Prompt length is also reported. RepoScope uses about 3679 tokens on average across the two function-generation benchmarks, which the paper characterizes as competitive or lower than many baselines. In particular, RepoCoder and CodeAgent often consume substantially more context while still underperforming RepoScope (Liu et al., 20 Jul 2025).
Ablation studies isolate the contribution of each component. Removing any of the four context views lowers performance. On DeepSeek-V3, the largest drop comes from removing similar functions, at -11.38%, though the paper also notes that callers and call chains are especially utility-efficient per token. Removing weighted entity scoring, DFS traversal, or call-chain extension also reduces accuracy. These findings support the claim that RepoScope’s performance is not attributable to prompt volume alone but to the interaction among graph construction, multi-view retrieval, chain scoring, and serialization (Liu et al., 20 Jul 2025).
6. Relation to broader repository-scoped research
RepoScope belongs to a broader family of methods that treat the repository, rather than the file or patch, as the relevant analysis unit. Within code generation, a close point of comparison is RepoFusion, which trains code models to consume multiple repository contexts through a Fusion-in-Decoder architecture and reports that repository-context training can let a 220M CodeT5-based model outperform much larger baselines such as CodeGen-16B-multi on single-line completion (Shrivastava et al., 2023). RepoScope differs in that it is explicitly training-free and relies on static analysis rather than a dedicated repository-context training objective (Liu et al., 20 Jul 2025).

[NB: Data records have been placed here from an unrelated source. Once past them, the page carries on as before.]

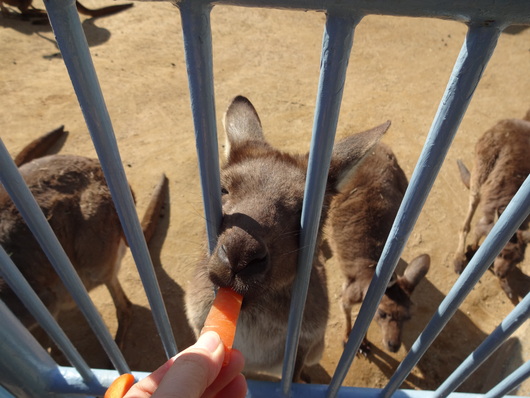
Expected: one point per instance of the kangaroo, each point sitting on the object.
(361, 218)
(72, 193)
(27, 9)
(258, 242)
(501, 164)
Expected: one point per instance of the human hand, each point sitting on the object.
(196, 372)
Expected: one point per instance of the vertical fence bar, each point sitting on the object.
(29, 209)
(509, 325)
(195, 15)
(336, 47)
(29, 298)
(476, 52)
(74, 49)
(516, 212)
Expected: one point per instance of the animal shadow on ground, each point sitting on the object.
(95, 35)
(142, 347)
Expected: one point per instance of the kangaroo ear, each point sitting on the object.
(349, 152)
(241, 123)
(415, 272)
(465, 175)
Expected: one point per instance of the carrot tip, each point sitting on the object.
(120, 386)
(223, 317)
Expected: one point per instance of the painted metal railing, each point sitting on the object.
(26, 370)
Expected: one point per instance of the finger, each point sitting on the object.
(194, 369)
(227, 374)
(148, 385)
(237, 388)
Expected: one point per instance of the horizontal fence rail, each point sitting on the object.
(27, 370)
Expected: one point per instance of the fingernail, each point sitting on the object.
(209, 341)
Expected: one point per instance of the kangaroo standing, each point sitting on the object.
(501, 165)
(258, 244)
(361, 218)
(74, 197)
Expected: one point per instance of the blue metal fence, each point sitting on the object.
(27, 370)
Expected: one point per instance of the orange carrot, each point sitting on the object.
(223, 318)
(120, 386)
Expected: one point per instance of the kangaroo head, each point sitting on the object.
(395, 306)
(262, 194)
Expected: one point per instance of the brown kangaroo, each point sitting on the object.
(361, 218)
(501, 165)
(26, 8)
(258, 244)
(72, 193)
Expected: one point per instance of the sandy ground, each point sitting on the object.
(398, 70)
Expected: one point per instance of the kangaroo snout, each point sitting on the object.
(242, 260)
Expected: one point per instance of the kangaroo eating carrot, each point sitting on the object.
(258, 242)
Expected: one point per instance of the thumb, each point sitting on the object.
(194, 369)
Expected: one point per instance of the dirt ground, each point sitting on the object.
(399, 68)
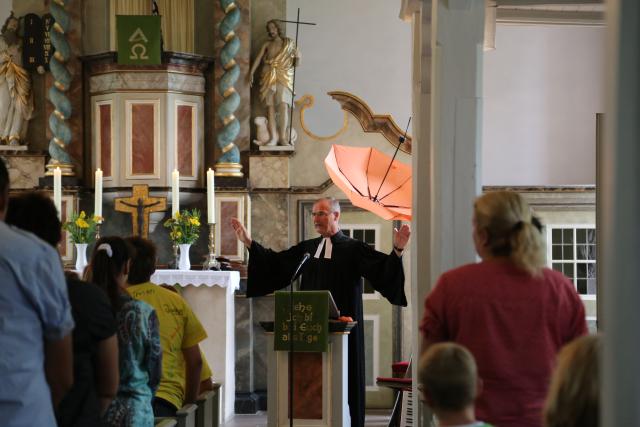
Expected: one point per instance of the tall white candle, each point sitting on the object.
(211, 201)
(175, 192)
(97, 209)
(57, 190)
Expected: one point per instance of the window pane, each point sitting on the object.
(370, 237)
(581, 270)
(568, 269)
(567, 251)
(581, 252)
(582, 286)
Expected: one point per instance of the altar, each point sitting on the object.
(211, 296)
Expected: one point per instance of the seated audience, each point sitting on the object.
(95, 345)
(511, 312)
(573, 399)
(449, 384)
(36, 362)
(138, 337)
(180, 333)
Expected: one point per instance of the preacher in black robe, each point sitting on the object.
(341, 274)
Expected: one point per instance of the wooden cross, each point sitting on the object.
(139, 206)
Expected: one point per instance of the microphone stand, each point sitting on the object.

Outside code generation, repository-level reasoning appears in several adjacent research strands. RepoSPD extends security patch detection from patch-level to repository-level by constructing a repository-level code property graph, combining graph and sequence branches, and reporting improvements of 11.90% and 3.10% in accuracy over the best baselines on two datasets (Wen et al., 2024). GraphRepo stores mined Git data in Neo4j with modular drillers, miners, and mappers to support fast post-indexing exploration across commits, files, methods, and developers (Serban et al., 2020). SemRepo builds an RDF graph of 82,078,636 triples over 197,566 GitHub repositories and links repositories to authors, papers, datasets, and experiments, enabling provenance and sustainability analyses at scholarly-ecosystem scale (Rafay et al., 13 May 2026). Package Dashboard generalizes repository-scoped reasoning to supply-chain analysis by combining software artifact signals with upstream repository/community health in a dual-perspective framework spanning heterogeneous ecosystems (Liu et al., 1 Dec 2025).
This broader literature suggests that “repository scope” is not a single methodology but a shared epistemic move: important signals are often distributed across files, functions, metadata, issue history, and external scholarly or supply-chain context. RepoScope’s specific contribution within that landscape is to operationalize repository scope for code generation through static graph construction, call-chain-aware retrieval, and structure-preserving prompt assembly, rather than through repository-context training, execution-based analysis, or knowledge-graph integration (Liu et al., 20 Jul 2025).